I've also been in touch with the developer of https://pitchy.ninja/ who has a similar engine running a web based app. He has developed several open source projects, though he didn't say he would open the source of pitchy ninja. He did say he put the initial prototype together in a weekend. https://twitter.com/11111110b
Okay I can do this. I've found many examples to learn from, and what looks like a good tutorial on the basics of WebAudio. Thank you for your encouragement! I may be slow to hack this together, since I also need to hack together my syllabi for the semester, but I feel empowered.
together, since I also need to hack together my syllabi for the semester, but I feel empowered.
Any progress?
This might be interesting: Live demo of pitch detecting There is a good article about how to implement it: https://www.toptal.com/webassembly/webassembly-rust-tutorial-web-audio
Out of curiosity, what is the difference between McLeod pitch detector and the one that Performous uses?
Out of curiosity, what is the difference between McLeod pitch detector and the one that Performous uses?
I am not familiar with that algorithm but it seems like there is quite little in common. I'd be interested on how it performs if there is a demo or something that can be easily tried.
You can try McLeod demo from the link I posted. :)
I started a new open source project Vocalous (source) based on that demo code. It honors Performous with its name but it's not intended to be HTML5 port of Performous. It's a light-weight web app that tracks singer's pitch and shows the melody notes without lyrics. There is no database and the data is provided by URL query parameters (melody notes, links to music and lyrics etc.). This prevents the app containing any copyrighted content.
The pitch detection engine should be pluggable. Currently the app supports only McLeod's algorithm but it should be possible to use other engines. It would be interesting to try Performous' pitch detection engine.
Quick testing with laptop mic (sorry I haven't been able to testing the previous demo because my karaoke set is not installed).
Responds fairly quickly (not all too much latency) and has plenty of precision so that vibrato and such are seen on the wave. But it also is far less reliable than Performous, so the detection jumps around quite a bit. Not sure whether this is because of the algorithm or because of the extra temporal filtering done in Performous. And quite possibly the problem would be gone if a proper microphone was used instead.
The pitch detection engine should be pluggable. Currently the app supports only McLeod's algorithm but it should be possible to use other engines. It would be interesting to try Performous' pitch detection engine.
I have good experience with this pitch detection algorithm: https://github.com/antoineschmitt/dywapitchtrack Was trying several algorithms for UltraStar Play and this one performed best (just playing UltraStar, no representative tests).
It can best be described as a dynamic wavelet algorithm (dywa): The heart of the algorithm is a very powerful wavelet algorithm, described in a paper by Eric Larson and Ross Maddox : “Real-Time Time-Domain Pitch Tracking Using Wavelets” of UIUC Physics.
You can find the C# implementation for UltraStar Play here: https://github.com/UltraStar-Deluxe/Play/blob/master/UltraStar%20Play/Assets/Common/Audio/Recording/DywaPitchTracker.cs This C# implementation runs as a managed language (garbage collection etc.) and the algorithm still performs in real-time at 60FPS on mobile.
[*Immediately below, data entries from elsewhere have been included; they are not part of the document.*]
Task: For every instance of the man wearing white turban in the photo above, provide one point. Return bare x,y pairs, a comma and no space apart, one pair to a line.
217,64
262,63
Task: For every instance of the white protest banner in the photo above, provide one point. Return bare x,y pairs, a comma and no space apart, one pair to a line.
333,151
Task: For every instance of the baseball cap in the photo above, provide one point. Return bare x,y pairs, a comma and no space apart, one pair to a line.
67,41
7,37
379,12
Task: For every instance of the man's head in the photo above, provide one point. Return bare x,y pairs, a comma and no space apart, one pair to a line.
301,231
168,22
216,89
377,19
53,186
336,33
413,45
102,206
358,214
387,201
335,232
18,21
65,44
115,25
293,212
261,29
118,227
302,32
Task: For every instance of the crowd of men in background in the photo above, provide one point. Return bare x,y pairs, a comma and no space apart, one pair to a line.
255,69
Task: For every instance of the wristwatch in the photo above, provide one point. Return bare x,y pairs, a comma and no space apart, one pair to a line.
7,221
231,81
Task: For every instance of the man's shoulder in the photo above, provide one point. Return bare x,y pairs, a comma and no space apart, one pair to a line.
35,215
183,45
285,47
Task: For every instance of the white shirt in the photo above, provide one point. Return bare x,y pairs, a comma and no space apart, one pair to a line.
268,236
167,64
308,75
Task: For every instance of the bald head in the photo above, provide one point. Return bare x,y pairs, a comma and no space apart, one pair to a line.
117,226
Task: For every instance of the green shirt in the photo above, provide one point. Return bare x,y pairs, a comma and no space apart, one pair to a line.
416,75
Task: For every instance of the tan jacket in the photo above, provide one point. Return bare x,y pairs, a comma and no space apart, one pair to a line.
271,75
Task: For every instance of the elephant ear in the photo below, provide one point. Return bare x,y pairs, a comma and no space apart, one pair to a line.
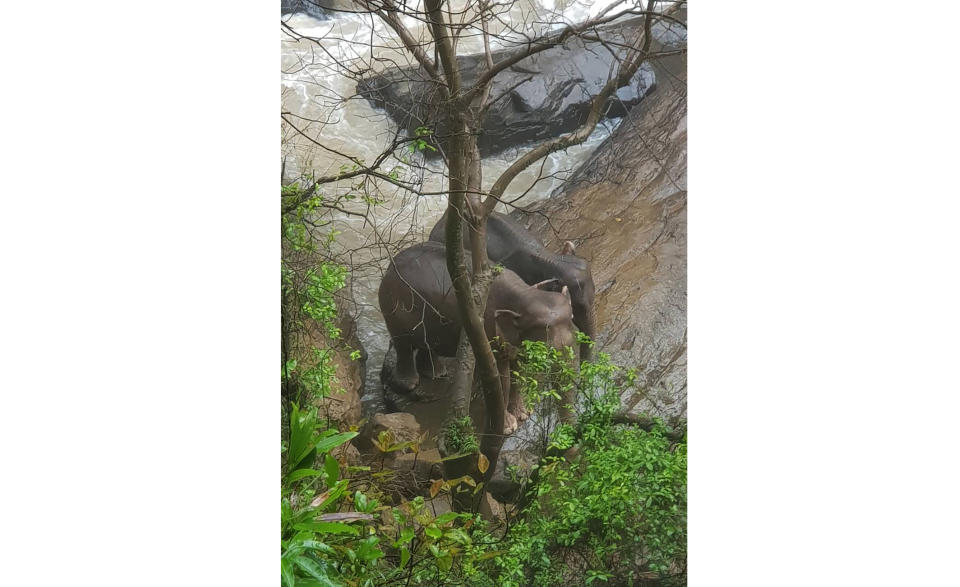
543,284
508,328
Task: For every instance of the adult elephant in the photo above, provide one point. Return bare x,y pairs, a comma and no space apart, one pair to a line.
517,249
419,306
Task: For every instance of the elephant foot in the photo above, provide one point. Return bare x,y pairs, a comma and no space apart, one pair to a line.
404,384
510,424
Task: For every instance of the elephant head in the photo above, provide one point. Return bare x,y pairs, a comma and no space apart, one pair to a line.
541,315
575,272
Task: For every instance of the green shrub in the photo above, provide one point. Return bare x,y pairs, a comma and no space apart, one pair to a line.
459,436
332,533
616,510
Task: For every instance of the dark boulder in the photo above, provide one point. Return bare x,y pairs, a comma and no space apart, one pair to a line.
320,9
543,96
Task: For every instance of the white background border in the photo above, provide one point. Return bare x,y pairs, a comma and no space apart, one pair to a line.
139,423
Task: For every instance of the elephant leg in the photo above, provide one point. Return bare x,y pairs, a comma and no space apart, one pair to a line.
515,402
405,377
429,364
510,423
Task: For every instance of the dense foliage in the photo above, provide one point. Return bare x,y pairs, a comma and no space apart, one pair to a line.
606,504
614,507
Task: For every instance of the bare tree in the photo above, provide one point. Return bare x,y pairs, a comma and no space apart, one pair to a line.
433,35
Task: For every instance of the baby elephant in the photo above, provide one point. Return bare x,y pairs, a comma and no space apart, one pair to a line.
419,305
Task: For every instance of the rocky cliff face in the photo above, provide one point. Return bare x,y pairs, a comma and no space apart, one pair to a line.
626,209
542,97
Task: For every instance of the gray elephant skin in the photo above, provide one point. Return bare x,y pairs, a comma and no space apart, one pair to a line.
517,249
419,306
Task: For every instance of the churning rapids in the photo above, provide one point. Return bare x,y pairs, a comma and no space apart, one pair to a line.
313,87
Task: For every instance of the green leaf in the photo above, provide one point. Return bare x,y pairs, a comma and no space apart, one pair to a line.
360,500
447,517
301,473
328,528
332,442
307,460
286,572
332,468
445,561
302,428
312,568
433,532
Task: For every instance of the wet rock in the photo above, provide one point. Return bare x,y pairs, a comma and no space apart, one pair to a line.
321,9
402,427
429,390
544,95
512,472
415,472
626,209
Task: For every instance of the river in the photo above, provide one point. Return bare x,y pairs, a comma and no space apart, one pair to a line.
313,87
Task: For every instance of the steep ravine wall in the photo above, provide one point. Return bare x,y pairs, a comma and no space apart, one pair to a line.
626,209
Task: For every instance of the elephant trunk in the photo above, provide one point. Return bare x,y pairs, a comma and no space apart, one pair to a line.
588,324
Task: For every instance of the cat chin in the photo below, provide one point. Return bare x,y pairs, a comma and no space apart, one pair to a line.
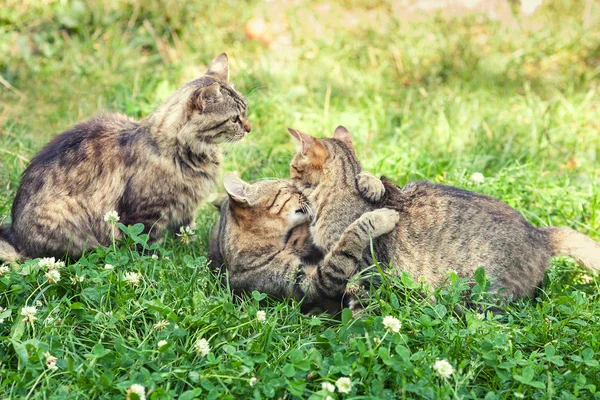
296,218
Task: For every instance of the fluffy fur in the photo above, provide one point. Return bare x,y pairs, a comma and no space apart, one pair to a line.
262,240
155,171
440,227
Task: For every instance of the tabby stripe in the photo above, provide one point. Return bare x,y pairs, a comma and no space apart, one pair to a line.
275,199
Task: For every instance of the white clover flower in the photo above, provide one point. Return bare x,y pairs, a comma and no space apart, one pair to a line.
47,262
392,324
29,313
53,276
138,390
443,368
477,178
111,217
186,234
261,316
202,347
133,278
161,325
344,384
528,7
51,361
328,387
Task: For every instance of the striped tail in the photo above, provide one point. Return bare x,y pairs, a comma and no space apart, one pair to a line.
8,253
567,242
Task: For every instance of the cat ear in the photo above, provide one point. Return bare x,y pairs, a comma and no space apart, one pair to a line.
219,68
342,134
309,147
218,202
236,188
208,94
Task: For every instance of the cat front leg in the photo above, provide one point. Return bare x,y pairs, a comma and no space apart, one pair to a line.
369,186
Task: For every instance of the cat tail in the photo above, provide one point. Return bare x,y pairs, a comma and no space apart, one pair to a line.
567,242
8,253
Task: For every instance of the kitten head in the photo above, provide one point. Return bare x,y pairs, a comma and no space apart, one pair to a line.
205,110
323,161
270,207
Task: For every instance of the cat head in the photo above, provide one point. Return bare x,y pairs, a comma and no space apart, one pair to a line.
268,207
205,110
330,161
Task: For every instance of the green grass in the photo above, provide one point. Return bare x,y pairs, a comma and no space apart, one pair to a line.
434,98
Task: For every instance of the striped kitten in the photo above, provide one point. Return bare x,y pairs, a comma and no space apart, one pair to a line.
155,171
440,227
262,239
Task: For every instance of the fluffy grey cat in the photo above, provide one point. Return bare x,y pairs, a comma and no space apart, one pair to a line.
156,171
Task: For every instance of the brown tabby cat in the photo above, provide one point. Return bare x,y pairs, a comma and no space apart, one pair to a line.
440,227
262,239
155,171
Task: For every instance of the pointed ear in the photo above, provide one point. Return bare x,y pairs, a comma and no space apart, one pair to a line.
219,68
236,188
218,202
208,94
309,147
342,134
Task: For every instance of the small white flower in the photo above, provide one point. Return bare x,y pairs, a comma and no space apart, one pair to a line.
477,178
53,276
202,347
344,384
133,278
29,313
186,234
111,217
392,324
261,316
51,361
47,262
443,368
328,387
138,390
161,325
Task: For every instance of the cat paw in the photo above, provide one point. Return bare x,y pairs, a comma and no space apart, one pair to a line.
369,186
382,221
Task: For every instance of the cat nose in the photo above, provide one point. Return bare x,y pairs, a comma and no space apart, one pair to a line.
247,126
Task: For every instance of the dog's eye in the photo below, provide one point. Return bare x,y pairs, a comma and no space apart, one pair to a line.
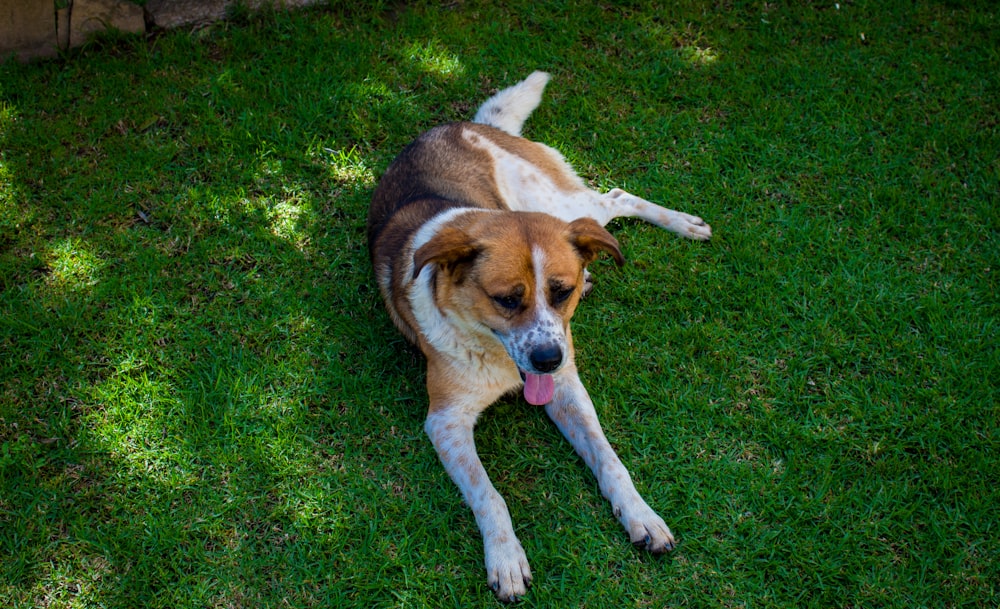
510,303
559,295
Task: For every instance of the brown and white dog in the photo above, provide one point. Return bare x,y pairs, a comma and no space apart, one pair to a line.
480,241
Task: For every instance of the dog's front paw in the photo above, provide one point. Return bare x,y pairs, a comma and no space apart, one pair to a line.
647,530
691,227
507,571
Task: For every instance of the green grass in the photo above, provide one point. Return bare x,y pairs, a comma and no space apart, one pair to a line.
203,404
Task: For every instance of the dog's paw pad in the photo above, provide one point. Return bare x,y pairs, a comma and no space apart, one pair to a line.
508,574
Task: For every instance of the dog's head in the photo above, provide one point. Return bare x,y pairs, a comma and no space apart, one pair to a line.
518,275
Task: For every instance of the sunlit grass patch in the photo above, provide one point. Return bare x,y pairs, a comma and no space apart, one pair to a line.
73,265
432,58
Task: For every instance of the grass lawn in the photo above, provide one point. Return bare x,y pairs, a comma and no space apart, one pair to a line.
203,403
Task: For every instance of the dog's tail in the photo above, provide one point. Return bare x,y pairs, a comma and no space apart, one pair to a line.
508,109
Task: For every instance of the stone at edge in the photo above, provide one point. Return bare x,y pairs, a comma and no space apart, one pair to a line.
90,16
28,29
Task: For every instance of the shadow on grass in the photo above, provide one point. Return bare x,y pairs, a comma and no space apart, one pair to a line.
198,362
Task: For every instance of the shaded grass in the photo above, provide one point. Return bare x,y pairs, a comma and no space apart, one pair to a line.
203,404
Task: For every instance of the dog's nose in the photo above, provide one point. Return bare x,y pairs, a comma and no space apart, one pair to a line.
546,359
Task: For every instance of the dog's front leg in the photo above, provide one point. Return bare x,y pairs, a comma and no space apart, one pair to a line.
451,432
573,412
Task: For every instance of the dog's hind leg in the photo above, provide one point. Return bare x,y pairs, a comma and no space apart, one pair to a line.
617,203
573,413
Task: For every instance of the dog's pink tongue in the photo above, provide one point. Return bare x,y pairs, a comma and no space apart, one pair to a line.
538,388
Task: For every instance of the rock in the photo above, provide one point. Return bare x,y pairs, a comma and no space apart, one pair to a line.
195,13
179,13
88,17
27,29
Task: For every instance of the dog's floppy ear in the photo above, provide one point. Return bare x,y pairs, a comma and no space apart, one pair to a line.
590,239
449,248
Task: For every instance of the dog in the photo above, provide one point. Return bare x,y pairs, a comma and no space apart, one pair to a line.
480,241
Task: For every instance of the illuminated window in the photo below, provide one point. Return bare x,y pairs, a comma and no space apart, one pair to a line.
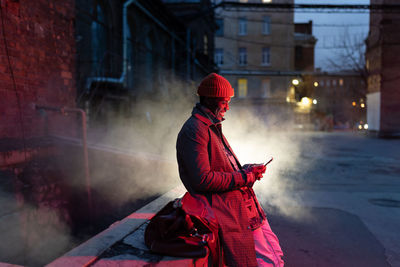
219,56
220,27
242,26
267,25
242,87
266,88
242,56
266,56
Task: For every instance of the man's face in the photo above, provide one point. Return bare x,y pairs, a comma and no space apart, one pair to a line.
222,107
218,105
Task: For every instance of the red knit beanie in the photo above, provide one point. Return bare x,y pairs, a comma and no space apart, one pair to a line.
215,85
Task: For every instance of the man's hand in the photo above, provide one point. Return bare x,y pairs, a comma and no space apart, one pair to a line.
257,169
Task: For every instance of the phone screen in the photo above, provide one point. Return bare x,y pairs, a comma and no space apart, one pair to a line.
269,161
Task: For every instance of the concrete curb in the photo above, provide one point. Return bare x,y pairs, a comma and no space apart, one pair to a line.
88,252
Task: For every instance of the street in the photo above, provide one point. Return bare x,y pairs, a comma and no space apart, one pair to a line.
339,204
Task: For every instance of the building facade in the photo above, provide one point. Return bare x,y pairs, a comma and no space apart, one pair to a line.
132,51
382,57
339,101
254,50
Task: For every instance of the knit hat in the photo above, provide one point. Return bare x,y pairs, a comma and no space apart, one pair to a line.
215,85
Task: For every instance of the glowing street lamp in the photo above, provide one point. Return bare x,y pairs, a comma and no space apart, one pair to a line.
305,101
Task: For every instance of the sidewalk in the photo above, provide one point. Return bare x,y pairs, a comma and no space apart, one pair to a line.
122,244
332,237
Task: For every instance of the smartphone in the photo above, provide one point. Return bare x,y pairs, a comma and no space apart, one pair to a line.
269,161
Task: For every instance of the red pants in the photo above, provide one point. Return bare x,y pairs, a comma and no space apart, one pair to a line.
268,250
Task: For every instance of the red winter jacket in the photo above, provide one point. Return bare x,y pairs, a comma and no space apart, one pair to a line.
205,169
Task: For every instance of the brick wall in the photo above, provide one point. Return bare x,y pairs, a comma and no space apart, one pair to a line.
40,40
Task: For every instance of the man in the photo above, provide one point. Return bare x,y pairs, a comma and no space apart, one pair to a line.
208,167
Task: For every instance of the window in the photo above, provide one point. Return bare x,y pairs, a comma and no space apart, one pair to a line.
267,25
220,27
205,45
242,86
99,40
242,56
219,56
266,88
242,26
266,57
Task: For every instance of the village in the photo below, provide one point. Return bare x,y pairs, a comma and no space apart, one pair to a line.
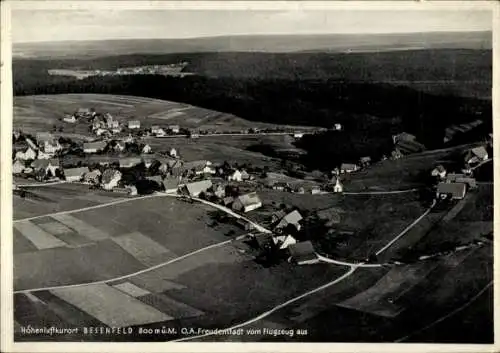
127,165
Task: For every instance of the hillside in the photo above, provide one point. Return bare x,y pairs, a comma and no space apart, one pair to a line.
263,43
41,112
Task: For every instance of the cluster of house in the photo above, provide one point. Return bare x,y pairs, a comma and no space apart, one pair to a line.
454,186
300,252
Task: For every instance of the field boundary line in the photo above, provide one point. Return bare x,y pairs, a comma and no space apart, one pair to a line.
277,307
137,273
407,229
381,192
117,202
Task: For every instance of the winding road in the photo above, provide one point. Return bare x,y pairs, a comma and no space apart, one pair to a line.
352,267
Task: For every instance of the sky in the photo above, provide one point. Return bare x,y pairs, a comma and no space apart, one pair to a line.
58,25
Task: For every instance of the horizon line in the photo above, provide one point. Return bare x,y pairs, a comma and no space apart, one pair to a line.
249,35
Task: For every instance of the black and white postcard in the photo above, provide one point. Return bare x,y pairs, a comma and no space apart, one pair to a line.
261,172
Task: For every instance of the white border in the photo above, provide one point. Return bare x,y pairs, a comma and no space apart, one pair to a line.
7,344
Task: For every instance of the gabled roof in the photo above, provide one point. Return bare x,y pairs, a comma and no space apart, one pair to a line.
110,174
44,136
44,163
249,199
227,200
293,217
302,251
98,145
348,166
480,152
198,186
171,183
197,165
156,178
440,168
93,174
454,176
455,189
75,171
130,160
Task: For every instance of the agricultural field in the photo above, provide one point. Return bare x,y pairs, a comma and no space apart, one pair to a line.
409,172
106,242
40,200
41,112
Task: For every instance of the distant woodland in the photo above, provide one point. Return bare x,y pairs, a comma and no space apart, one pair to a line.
370,111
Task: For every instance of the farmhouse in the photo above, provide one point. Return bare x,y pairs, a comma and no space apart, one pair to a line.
245,175
404,136
338,187
158,179
470,182
174,128
235,176
292,218
303,253
196,188
409,147
110,179
84,112
439,171
51,147
134,124
476,155
348,168
147,149
281,186
43,136
92,177
119,146
365,161
69,119
48,166
227,201
315,190
171,185
29,154
94,147
18,167
278,215
75,174
129,162
264,241
199,167
451,190
284,241
219,191
247,203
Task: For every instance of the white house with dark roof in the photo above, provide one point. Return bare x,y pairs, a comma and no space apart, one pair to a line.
476,155
94,147
303,253
348,168
18,167
110,179
174,128
455,191
246,203
134,124
196,188
292,218
75,174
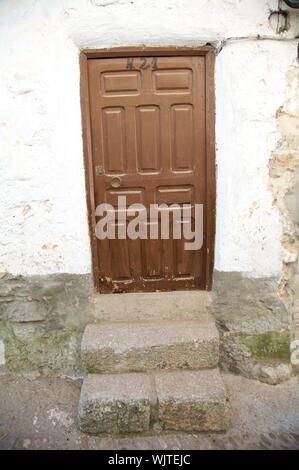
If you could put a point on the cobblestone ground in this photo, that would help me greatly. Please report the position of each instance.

Thus, I think it would be a good fit for JavaScript and browser environment as well.
Hi, I have been working on a web-based singing game inspired by Performous for about a year, and I have just made it open source! You can find it at https://github.com/Singularity-Game/Singularity
This game supports multiple user accounts, allowing you to easily share your hosted instance. Additionally, you can install it as a progressive web app to use it offline.
I am utilizing the same WebAssembly McLeod's algorithm as @iqqmuT did in Vocalous.